Pumpkinette Wed 28-Jan-15 14:24:58

I wouldn't drop it. I would get them to chase him for the money. Once they are taking the payments from his wages and it's in your account you could look at it on a what is fair basis.

If you want to be generous you could recalculate what he would be paying when unemployed and return the rest to him. Or you could just put it aside for your son like you have been doing previously.

If you drop the case then you may end up with many more years of no child support money.

rinabean Wed 28-Jan-15 14:58:14

It's for your son and there doesn't seem to be a good reason (health problems, abroad, whatever) for him to have not told the CSA himself. It's not really about you so you can't possibly be punishing him or mean. He's a grown man and your son is entitled to not be entirely ignored by his father.

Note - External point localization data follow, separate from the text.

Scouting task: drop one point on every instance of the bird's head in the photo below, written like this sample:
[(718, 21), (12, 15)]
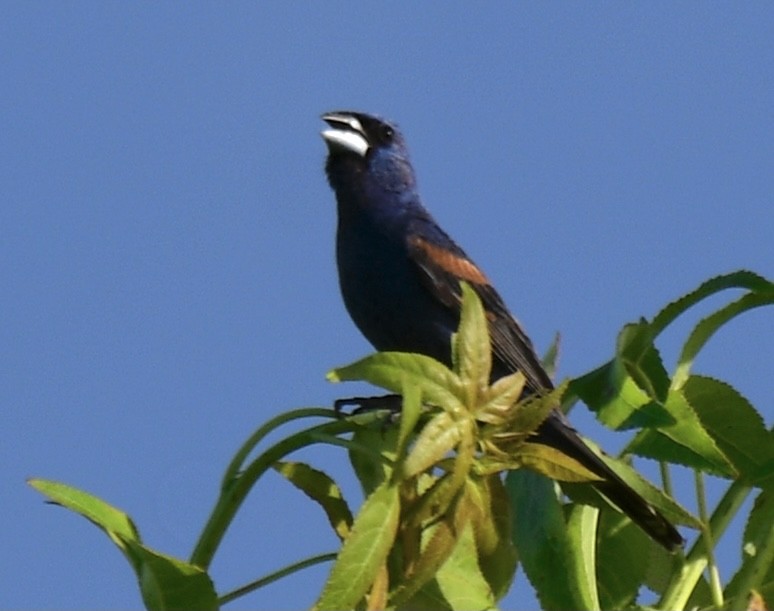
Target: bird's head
[(367, 156)]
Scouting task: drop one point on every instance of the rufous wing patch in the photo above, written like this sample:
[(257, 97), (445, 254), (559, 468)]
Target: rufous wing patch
[(451, 263)]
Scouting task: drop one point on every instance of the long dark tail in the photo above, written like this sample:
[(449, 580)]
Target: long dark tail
[(557, 433)]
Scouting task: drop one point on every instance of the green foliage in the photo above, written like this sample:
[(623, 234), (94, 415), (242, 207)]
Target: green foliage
[(441, 528)]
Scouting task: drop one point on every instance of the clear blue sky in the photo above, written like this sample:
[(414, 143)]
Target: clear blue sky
[(166, 249)]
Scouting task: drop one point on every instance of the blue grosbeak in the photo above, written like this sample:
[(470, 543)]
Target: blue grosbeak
[(400, 276)]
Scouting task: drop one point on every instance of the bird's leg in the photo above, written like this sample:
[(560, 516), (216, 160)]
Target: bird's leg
[(392, 403)]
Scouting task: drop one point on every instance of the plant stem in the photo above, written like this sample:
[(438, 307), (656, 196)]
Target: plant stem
[(272, 577), (666, 477), (234, 492), (709, 544), (679, 590)]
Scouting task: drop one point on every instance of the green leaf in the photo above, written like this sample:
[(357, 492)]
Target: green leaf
[(581, 539), (685, 442), (740, 279), (616, 399), (438, 542), (757, 569), (491, 521), (170, 584), (735, 426), (472, 346), (364, 552), (369, 447), (117, 524), (530, 413), (410, 412), (540, 535), (394, 370), (460, 579), (641, 361), (497, 400), (436, 439), (623, 555), (166, 583), (321, 488), (708, 326)]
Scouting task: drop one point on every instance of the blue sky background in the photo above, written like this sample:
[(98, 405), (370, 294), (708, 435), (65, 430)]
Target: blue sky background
[(166, 242)]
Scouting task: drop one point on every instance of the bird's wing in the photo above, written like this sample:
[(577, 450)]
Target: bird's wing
[(441, 269)]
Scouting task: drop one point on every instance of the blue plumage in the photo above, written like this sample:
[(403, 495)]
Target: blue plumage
[(400, 275)]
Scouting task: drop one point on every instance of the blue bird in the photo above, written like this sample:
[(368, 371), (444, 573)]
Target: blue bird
[(400, 274)]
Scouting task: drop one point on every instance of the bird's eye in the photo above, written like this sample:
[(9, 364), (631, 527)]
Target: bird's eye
[(387, 133)]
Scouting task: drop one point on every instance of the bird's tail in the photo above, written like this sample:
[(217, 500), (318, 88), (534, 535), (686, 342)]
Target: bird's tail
[(557, 433)]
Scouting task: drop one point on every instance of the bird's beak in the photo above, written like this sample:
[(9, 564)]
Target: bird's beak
[(345, 135)]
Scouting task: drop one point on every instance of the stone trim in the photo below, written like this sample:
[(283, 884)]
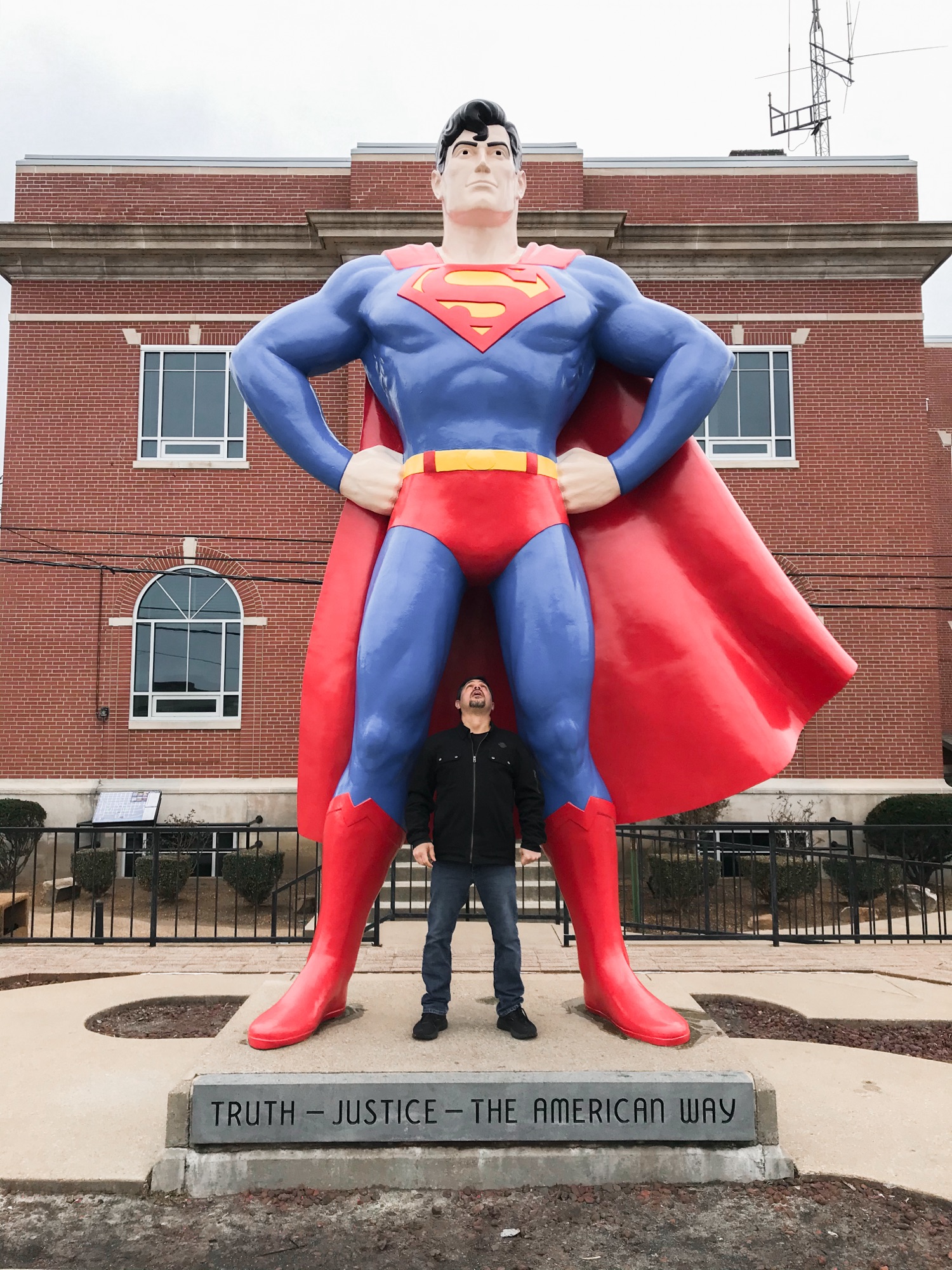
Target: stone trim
[(312, 252)]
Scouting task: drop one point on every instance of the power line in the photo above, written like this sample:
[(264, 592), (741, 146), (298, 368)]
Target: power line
[(314, 582), (138, 556), (153, 534), (154, 573)]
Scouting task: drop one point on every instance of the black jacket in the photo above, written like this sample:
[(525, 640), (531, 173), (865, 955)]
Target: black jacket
[(474, 780)]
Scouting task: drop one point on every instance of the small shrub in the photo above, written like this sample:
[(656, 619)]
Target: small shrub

That it goes to a saving account is irrelevant too. Imagine if you were married and both earning really well, I bet you'd have that account anyway right? Your son deserves something from his father, it doesn't make you grasping, it's not about you, you are not even going to be spending the money on your son's behalf so it can't possibly be about you

CSIJanner Wed 28-Jan-15 15:10:11

Surely if he left his job and has no income coming in, surely there would be a P45, official letters etc that he could submit with the pertinent dates on. He wants you to do the work because he can't be arsed to.

You also don't know how long he was out of work or if he still is. If he is working, he needs to be paying out of those wages. If he's claiming, it will be a nominal amount but he still has to pay something.

Sethspeaks Wed 28-Jan-15 15:26:11

YANBU. It's down to him that he didn't tell them so he has to deal with the consequences. Besides, you have no idea what is going on in his life and no way of knowing whether he is earning, has capital or what. He needs to be speaking with them, not you. He sounds like my ex. Gets in touch over something like this, but wouldn't think to ring and ask how his dd's are!

PtolemysNeedle Wed 28-Jan-15 16:44:01

I was all ready to say YANBU, but personally I don't think it's fair that men can be forced into paying for a child they don't want and never knew existed. You chose to have this child alone, so the responsibility to provide for him should be yours alone.